Hitting it well off the tee won’t count for anything, however, if they don’t have a hot week on the greens. Most of the putting surfaces at Torrey Pines are angled from back to front and have a lot of slope and undulation. The past winners at the Farmers Insurance Open, dating back to Jason Day, gained an average of 4.125 strokes on the greens. With the elevated greens and bunkers in specific landing areas, golfers who rate highly in Strokes Gained: Around-the-Green and sand saves should also be in the mix this week.

The past six winners of the US Open had an average world ranking of 12 leading into their victories, with the lowest being Woodland at No.24 in 2019 and the highest being Jordan Spieth at No. 2 in 2015, so you might not need to look too far down the betting lists to find your winner in 2021.

Five to consider for US Open glory

Bryson DeChambeau
The defending champion’s claim to win back-to-back US Opens are hard to ignore. While yet to master Augusta and never threatening at Kiawah Island, better form guides come from Winged Foot and Harding Park, and similar conditions here make him a standout candidate. A long course, combined with narrow fairways and long rough sets up just as it did last year, and DeChambeau’s ‘bomb and gouge’ approach will serve him well, although it’s worth remembering that he also hits it pretty straight and is a world class putter.

Brooks Koepka
The fact that he’s won two out of the last four US Opens and finished runner-up at the PGA Championship last month should be reason enough to consider Koepka this week.
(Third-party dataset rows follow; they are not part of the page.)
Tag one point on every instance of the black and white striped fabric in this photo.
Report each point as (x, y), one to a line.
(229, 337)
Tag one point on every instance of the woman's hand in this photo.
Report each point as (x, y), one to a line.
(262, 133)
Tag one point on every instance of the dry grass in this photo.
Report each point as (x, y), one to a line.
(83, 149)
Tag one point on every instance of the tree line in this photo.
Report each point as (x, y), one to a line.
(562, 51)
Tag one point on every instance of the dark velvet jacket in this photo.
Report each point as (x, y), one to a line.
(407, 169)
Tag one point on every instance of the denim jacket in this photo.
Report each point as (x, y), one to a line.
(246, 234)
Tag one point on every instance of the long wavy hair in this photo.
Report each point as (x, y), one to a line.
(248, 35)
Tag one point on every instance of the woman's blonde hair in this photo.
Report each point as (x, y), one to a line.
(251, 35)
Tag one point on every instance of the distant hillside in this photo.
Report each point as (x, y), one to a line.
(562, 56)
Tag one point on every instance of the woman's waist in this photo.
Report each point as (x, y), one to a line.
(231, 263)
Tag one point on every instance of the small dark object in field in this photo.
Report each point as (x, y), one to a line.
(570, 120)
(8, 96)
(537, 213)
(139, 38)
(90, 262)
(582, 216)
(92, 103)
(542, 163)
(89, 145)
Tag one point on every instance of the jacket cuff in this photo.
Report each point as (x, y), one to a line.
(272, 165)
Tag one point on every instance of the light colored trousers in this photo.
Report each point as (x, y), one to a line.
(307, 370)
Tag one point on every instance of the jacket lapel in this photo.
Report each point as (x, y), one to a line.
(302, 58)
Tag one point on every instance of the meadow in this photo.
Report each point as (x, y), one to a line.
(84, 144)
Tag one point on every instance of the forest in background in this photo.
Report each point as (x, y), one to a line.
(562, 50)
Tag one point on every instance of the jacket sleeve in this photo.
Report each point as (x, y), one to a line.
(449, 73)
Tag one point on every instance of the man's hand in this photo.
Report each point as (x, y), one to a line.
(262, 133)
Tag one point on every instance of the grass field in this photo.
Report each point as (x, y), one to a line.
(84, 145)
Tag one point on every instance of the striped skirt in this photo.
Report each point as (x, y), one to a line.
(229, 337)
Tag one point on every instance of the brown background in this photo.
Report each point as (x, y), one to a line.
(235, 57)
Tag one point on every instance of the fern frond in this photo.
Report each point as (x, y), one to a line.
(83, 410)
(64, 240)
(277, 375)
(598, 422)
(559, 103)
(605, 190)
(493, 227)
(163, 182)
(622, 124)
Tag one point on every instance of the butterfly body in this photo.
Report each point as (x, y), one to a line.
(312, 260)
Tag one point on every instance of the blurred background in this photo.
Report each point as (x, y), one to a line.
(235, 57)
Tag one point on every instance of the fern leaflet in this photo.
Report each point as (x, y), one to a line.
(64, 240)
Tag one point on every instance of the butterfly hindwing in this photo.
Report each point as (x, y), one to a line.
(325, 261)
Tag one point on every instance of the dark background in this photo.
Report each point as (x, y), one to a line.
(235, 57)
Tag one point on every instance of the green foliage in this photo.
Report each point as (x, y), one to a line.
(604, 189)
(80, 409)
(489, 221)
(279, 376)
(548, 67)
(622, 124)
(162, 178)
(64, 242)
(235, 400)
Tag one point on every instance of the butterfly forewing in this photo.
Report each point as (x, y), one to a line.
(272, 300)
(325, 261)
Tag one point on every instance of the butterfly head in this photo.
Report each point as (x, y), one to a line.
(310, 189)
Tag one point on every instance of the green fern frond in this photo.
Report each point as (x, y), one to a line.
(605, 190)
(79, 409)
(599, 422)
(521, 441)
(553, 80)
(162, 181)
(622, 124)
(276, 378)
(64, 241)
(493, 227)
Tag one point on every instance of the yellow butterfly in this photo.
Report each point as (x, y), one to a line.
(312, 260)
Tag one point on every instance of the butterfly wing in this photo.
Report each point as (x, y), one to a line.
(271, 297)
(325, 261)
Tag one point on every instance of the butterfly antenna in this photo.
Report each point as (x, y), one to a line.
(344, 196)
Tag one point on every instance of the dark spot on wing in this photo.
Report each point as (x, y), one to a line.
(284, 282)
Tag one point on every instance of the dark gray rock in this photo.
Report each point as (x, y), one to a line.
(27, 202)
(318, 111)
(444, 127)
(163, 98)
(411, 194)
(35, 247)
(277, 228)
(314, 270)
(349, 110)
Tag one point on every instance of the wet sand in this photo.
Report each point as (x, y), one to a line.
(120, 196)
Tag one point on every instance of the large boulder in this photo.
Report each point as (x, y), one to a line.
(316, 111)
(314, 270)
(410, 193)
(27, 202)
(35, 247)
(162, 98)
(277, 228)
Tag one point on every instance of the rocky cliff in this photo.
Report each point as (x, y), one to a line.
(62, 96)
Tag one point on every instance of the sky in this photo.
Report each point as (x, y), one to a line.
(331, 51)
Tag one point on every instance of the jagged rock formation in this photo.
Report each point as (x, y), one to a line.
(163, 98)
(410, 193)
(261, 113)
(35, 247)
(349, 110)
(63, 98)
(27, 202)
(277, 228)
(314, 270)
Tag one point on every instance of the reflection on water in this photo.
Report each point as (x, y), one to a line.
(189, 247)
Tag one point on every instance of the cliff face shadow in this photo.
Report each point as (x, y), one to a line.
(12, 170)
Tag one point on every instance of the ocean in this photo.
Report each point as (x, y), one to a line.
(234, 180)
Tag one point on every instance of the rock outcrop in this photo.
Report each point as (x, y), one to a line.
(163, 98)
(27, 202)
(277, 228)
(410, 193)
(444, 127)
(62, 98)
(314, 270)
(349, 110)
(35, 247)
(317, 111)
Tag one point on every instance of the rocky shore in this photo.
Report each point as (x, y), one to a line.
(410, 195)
Although he usually misses the PGA Tour’s California Swing during the regular season, Koepka’s Major championship pedigree should see him somewhere near the top of the leaderboard on Sunday, providing he hasn’t had a fight with Bryson DeChambeau in the car park on Saturday night.

Collin Morikawa is fancied to add to his PGA Championship victory in 2020

Collin Morikawa
Last year’s PGA Championship winner comes into the US Open in great form, with the world No.4 having finished eighth at this year’s PGA, 7th at the RBC Heritage, second at the Memorial and won the WGC-Workday Championship at The Concession. A great driver of the ball, he’s also laser-like with his irons, ranking first in Strokes Gained: Approach-the-Green over the previous 50 rounds, gaining an average of just under seven strokes with his irons. Where he loses shots is with his putter, but if the Californian native can get that working this week, he’ll be hard to keep out of the frame.

Shane Lowry
The reigning Open Champion is really finding his feet in the US now, have bought a home in Florida and settled into the American way of life. Three top 10s and a top five in his last four starts, including the Memorial Tournament and the PGA Championship, should give the hero of Portrush a boost of confidence heading into this week. He has three made cuts at Torrey Pines during the Farmers Insurance Open, finishing seventh in 2015 and 13th the following year. He also comes in with a swathe of US Open experience and success. In 2016 at Oakmont, he was the 54-hole leader with a four-shot lead heading into the final round. His Sunday wasn’t ideal, shooting a 76, but his first three days were near perfection.

Viktor Hovland
Although the young Norweigan’s two PGA Tour wins to date have been achieved in low-key tournaments in Puerto Rico and Mexico, Hovland has continued to climb the rankings this year and now sits on the fringes of the game’s elite. No fewer than six top-six finishes in 12 strokeplay starts demonstrate how persistent a threat he’s been in 2021, and the first of them came at Torrey Pines in January when he finished second to Patrick Reed in the Farmers Insurance Open, during which he carded a second-round 65 on the South Course. He should take plenty of confidence from that performance and it’s one of several excellent displays so far in California, where he won the US Amateur, then finished 12th in the US Open before turning professional, and also took fifth place on his debut at Riviera in February.